La maladie amoureuse de Michel Sardou donne aux deux personnages des faux airs de rougeole, l’image tamisée de points sombres surréels, symboliques, pathologiques. À nouveau Vigo congédie le chromo, le fameux fondu au noir du mouchoir pudiquement déployé sur les ébats différés. Il se moque du poétique, il opte pour l’organique, il montre une démangeaison, il matérialise une passion, au sens étymologique du terme. L’auto-érotisme et la masturbation deviennent devant sa caméra concrète, prosaïque, lyrique, une symphonie intime, captivante, de gisants, de morts-vivants, d’hypnotiques hypnotisés, sur le point de se dresser, de se casser, d’abolir le manque d’une main, de raccourcir nocturnement l’attente jusqu’à demain. Le regard caméra en plongée, bis, de Dasté nous incite à participer, nous transforme en témoins, jamais en voyeurs atteints d’un haut-le-cœur, le X usiné s’en (dé)charge. La chair, mes chers, se dissimule et se dévoile, la satisfaction esthétique équilibre l’insatisfaction diégétique, l’œil, l’oreille, le corps et l’esprit du spectateur, de la spectatrice, jouissent du dépit des amourachés incapables de s’accomplir, d’accéder au climax, obsession dansée de Gaspar Noé (2018). Tout ceci dure moins d’une minute et demi et néanmoins contient du désir l’infini, la poignante proximité de la solitude partagée, contaminée, loyale, virale. En 1996, le Cronenberg de Crash troquera la péniche contre l’automobile, similaire et différencié mausolée animé, où subir le supplice du pénis, de la matrice, au(x) sein(s) d’un univers malsain, glacé, dévasté, dévoré par un feu noir, un humour homonyme, le nôtre, of course, petit théâtre de la cruauté à l’insu de son plein gré pour survivants du néant. En attendant, L’Atalante patiente, généreusement clémente, sans cesse renaissante, à l’instar d’un souvenir qui aide à tenir, le coup et le cap, de la pensée, de la sensualité, du suprême ciné, au présent éternel conjugué.


Commentaires

  1. "Avant de découvrir L’Atalante, un des plus beaux rôles de Michel Simon, lyrique, poétique, excentrique et rarement plus proche de son personnage d’anar, Tony Gatlif avait vu Zéro de conduite avec son instituteur en Algérie.
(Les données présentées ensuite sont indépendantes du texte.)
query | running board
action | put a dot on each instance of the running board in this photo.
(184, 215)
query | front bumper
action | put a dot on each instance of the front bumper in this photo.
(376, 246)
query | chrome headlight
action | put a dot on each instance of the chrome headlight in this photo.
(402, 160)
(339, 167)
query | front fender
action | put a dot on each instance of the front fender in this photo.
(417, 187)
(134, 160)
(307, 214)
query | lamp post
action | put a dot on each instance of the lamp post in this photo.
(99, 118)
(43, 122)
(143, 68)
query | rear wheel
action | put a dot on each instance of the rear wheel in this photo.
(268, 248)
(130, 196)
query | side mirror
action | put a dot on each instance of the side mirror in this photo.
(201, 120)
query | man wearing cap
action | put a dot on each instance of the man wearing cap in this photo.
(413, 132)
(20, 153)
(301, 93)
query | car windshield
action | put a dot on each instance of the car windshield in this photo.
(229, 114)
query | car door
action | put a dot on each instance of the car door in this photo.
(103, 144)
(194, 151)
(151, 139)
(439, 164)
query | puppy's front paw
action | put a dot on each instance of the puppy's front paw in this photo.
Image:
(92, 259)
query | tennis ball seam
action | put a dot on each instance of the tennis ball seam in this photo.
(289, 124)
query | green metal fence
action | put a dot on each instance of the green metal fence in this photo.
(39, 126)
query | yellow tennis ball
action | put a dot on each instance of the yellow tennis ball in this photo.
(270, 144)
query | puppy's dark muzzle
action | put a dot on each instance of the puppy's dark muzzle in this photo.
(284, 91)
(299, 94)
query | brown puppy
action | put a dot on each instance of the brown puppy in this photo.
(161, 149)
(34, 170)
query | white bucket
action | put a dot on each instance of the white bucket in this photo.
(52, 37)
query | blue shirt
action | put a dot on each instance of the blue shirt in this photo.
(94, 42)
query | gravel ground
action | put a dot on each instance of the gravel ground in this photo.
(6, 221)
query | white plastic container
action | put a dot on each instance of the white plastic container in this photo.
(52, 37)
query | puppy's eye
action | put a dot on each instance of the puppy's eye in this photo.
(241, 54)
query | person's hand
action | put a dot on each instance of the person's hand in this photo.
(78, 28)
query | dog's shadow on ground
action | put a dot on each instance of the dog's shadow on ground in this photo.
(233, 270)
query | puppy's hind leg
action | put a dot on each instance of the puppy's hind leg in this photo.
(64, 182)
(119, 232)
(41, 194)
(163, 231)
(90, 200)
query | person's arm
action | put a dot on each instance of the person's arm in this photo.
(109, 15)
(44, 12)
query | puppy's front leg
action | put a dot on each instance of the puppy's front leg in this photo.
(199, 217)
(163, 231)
Il a été marqué à vie par la créativité de Vigo. « Ce sont des films d’une telle liberté, ils m’ont énormément appris. Ils n’ont pas de scénario. Enfin, bien sûr, ils en ont un, mais on a l’impression qu’il n’existe pas. Il y a trois personnages sur la péniche de L’Atalante et le cinéaste fait ce qu’il désire, ce qu’il a en tête. Il a un mécène, mais on sent qu’il n’a pas d’emmerdeurs derrière lui pour lui dire : “À quoi servent ces plans ? Ils vont pas faire un rond !” » L’Atalante est un film qui voyage au fil de l’eau, et d’un personnage à l’autre. « Le récit bascule sans cesse, change de point de vue, c’est d’une audace merveilleuse, c’est le film de Jean Dasté, le marié, puis celui du camelot joué par Gilles Margaritis de La Piste aux étoiles, et aussi, bien sûr, celui de Michel Simon, le père Jules. » Gatlif isole une scène sublime où le comédien tire le film à lui avec toute la grâce de ses maladresses, la lourdeur poignante de son corps de marinier confiné, ses jeux de mots, ses grimaces, son sens poétique de l’à-peu-près. « C’est un ange, et je suis admiratif de la manière dont Vigo met la musique à son service et à celui du film. Par le biais de l’illusion et de l’humour. Nous sommes toujours confrontés à ce problème au cinéma : comment faire intervenir la musique. Pourquoi est-elle là et d’où vient-elle ? Pourquoi arrive-t-elle et pourquoi s’en va-t-elle ? Vigo se sert du rire provoqué par Michel Simon pour la faire surgir, nous mener au tour de passe-passe avec le disque et enchaîner sur la musique de la bande originale sans qu'on ne s’aperçoive de rien. C’est comme un numéro de magicien. Magnifique. »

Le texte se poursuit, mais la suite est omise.